Kalifornijscy marzyciele

Kilkadziesiąt lat temu aktywiści marzyli o legalizacji, w której mniejsi producenci stworzą różnorodność na rynku konopi, podobnie jak hodowcy warzyw i owoców. Jeszcze przy opracowywaniu pierwszych modeli legalizacyjnych było oczywiste, że rynek powinien dać małym producentom możliwość bezpośredniego dotarcia do użytkowników informowania o sposobie uprawy, a konsumenci powinni przekazywać im informacje zwrotne. Podczas przyznawania licencji medycznych zostało to częściowo zrealizowane, ale przyglądając się wydarzeniom z ubiegłego roku, wydaje się, że te marzenia zdają się rozpadać w dzisiejszych legalizacjach. Jeśli rynek jest zdominowany przez firmy tytoniowe, alkoholowe i farmaceutyczne, nie będą one tolerować przy karcianym stole mniejszych graczy. Ponadto Altria, produkując waporyzatory i inne urządzenia eksploatacyjne piecze dwie pieczenie na jednym ogniu. Według prawnika patentowego, który wypowiedział się na portalu Leafly, Altria walczy o wyeliminowanie konkurentów z rynku waporyzatorów. Jeśli zakończy się to sukcesem, może nadejść czas, że przeciętny Amerykanin będzie odparował marihuanę firmy tytoniowej waporyzatorem marki Altria. Od tego momentu bardzo trudno będzie wywierać wpływ na rynek, egzekwując interesy małych przedsiębiorstw.
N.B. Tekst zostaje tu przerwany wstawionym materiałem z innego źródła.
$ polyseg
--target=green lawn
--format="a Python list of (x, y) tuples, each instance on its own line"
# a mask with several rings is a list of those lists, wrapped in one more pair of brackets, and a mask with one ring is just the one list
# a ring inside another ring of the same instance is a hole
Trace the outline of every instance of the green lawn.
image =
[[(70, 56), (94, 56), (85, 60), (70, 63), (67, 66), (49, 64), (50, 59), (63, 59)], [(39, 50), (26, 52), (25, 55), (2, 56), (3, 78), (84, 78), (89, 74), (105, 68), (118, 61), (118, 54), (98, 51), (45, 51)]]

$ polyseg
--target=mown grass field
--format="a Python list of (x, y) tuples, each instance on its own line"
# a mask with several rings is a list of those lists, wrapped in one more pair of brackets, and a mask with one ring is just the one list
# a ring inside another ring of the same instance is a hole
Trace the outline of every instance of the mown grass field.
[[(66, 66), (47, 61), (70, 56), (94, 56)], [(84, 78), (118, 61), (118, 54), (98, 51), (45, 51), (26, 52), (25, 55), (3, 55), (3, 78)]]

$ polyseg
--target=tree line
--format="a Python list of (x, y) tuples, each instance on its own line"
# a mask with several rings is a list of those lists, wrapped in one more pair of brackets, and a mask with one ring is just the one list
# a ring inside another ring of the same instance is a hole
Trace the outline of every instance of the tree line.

Patrząc na globalną ewolucję postrzegania konopi indyjskich i zaangażowanie uczestników rynku, można spokojnie założyć, że do połowy 2020 roku pierwsze kraje europejskie wprowadzą legalizację. To ostatni moment, gdy możliwe jest jeszcze ukształtowanie polityki narkotykowej i wpłynięcie na modele regulujące ich stosowanie. Warto z tego skorzystać i zapewnić małym firmom korzystną sytuację, tak aby plony czekającej od dziesięcioleci legalizacji marihuany mogły zostać zebrane nie tylko przez gigantyczne firmy.